非オピオイド鎮痛薬で治療困難な以下の疾患・症状における鎮痛→[トラマール]疼痛を伴う各種がん,慢性疼痛/[トラムセット配合錠]非がん性慢性疼痛,抜歯後の疼痛

トラマールの使用上の注意と副作用

警告

[トラマドール塩酸塩・アセトアミノフェン配合剤]
(1)本剤により重い肝機能障害が現れるおそれがあります。アセトアミノフェンの1日総量が1500mg(本剤4錠)を超す高用量で長期服用する場合には,定期的に肝機能などの検査を受けなければなりません。
(2)本剤とトラマドール塩酸塩またはアセトアミノフェンを含む他の薬剤(一般用医薬品を含む)との併用により,過量服用に至るおそれがあることから,これらの薬剤とは併用してはいけません。

基本的注意

*トラマドール塩酸塩(トラマール)ほかの添付文書による

(1)服用してはいけない場合……本剤の成分に対するアレルギーの前歴/アルコール・睡眠薬・鎮痛薬・オピオイド(麻薬性)鎮痛薬・向精神薬による急性中毒/モノアミン酸化酵素阻害薬モノアミン酸化酵素の働きの服用中または服用中止後14日以内/治療により十分な管理がされていないてんかん
[トラマドール塩酸塩・アセトアミノフェン配合剤のみ]消化性潰瘍/重い血液の異常/重い肝機能障害/重い腎機能障害/重い心機能不全/アスピリンぜんそく(非ステロイド製剤によるぜんそく発作の誘発)またはその前歴
(2)慎重に服用すべき場合……オピオイド鎮痛薬の服用中/腎機能障害/肝機能障害/てんかん,けいれん発作の前歴,けいれん発作を起こしやすい人/薬物乱用または薬物依存傾向/呼吸抑制状態/脳の器質的障害/オピオイド鎮痛薬に対するアレルギーの前歴/ショック状態/高齢者
(3)依存性……本剤の連用により薬物依存を生じることがあるので,処方医の指示を守って服用してください。
(4)適切な使用・管理……(1)本剤を目的以外に使用をしないでください。
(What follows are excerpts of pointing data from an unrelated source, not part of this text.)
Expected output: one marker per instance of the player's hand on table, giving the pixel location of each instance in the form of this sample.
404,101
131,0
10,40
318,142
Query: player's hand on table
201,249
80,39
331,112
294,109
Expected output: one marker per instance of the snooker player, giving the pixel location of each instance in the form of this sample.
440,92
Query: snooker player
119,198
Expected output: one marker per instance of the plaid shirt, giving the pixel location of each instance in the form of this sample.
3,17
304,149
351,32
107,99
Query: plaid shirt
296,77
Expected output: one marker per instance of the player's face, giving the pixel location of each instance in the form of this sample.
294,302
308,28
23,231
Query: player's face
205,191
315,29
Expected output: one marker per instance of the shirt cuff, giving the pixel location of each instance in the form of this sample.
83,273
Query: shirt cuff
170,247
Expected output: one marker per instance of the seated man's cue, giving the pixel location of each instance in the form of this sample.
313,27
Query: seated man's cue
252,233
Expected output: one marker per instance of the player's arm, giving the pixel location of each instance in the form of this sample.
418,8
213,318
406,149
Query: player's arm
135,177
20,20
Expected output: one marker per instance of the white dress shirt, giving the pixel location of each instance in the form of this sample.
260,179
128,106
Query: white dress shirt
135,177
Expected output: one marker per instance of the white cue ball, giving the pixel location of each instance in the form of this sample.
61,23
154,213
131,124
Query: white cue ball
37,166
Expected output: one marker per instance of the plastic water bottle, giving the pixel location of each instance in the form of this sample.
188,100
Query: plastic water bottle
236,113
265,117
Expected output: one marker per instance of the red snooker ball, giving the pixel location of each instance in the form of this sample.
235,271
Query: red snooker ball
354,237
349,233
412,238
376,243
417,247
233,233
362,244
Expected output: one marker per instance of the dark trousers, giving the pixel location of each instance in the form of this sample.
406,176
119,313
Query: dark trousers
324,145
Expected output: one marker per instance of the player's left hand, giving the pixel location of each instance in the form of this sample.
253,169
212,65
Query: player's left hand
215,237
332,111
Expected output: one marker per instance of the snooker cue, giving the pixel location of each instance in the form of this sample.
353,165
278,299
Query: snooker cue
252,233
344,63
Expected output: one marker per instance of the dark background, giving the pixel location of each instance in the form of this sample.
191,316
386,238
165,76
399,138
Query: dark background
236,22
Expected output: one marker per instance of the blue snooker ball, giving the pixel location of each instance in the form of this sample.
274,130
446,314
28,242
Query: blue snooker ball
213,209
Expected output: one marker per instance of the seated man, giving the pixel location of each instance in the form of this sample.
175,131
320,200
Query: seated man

(2)本剤は子どもの手の届かないところに保管してください。
(5)危険作業は中止……本剤を服用すると,眠け,めまい,意識消失などをおこすおそれがあります。服用中は,高所作業や自動車の運転など危険を伴う機械の操作は行わないようにしてください。
(6)その他……
・妊婦での安全性:未確立。有益と判断されたときのみ服用。
・授乳婦での安全性:原則として服用しない。やむを得ず服用するときは授乳を中止。
・小児での安全性:未確立。「薬の知識」共通事項のみかた

副作用の注意
重大な副作用

(1)ショック,アナフィラキシー様症状(呼吸困難,気管支けいれん,喘鳴(ぜんめい),血管神経性浮腫など)。(2)けいれん。(3)意識消失。(4)長期使用時に,耐性,精神的依存・身体的依存(本剤を中止または減量すると,激越,不安,神経過敏,不眠症,運動過多,ふるえ,胃腸症状,パニック発作,幻覚,錯感覚,耳鳴りなどの退薬症候が現れることがあるので,自己判断で中止・減量をしないようにしてください)。
[トラマドール塩酸塩・アセトアミノフェン配合剤のみ](5)中毒性表皮壊死融解症(TEN),皮膚粘膜眼症候群(スティブンス-ジョンソン症候群),急性汎発性発疹性膿疱症。(6)ぜんそく発作の誘発。(7)顆粒球減少症。(8)間質性肺炎。(9)間質性腎炎,急性腎不全。(10)劇症肝炎,肝機能障害,黄疸。
そのほかにも報告された副作用はあるので,体調がいつもと違うと感じたときは,処方医・薬剤師に相談してください。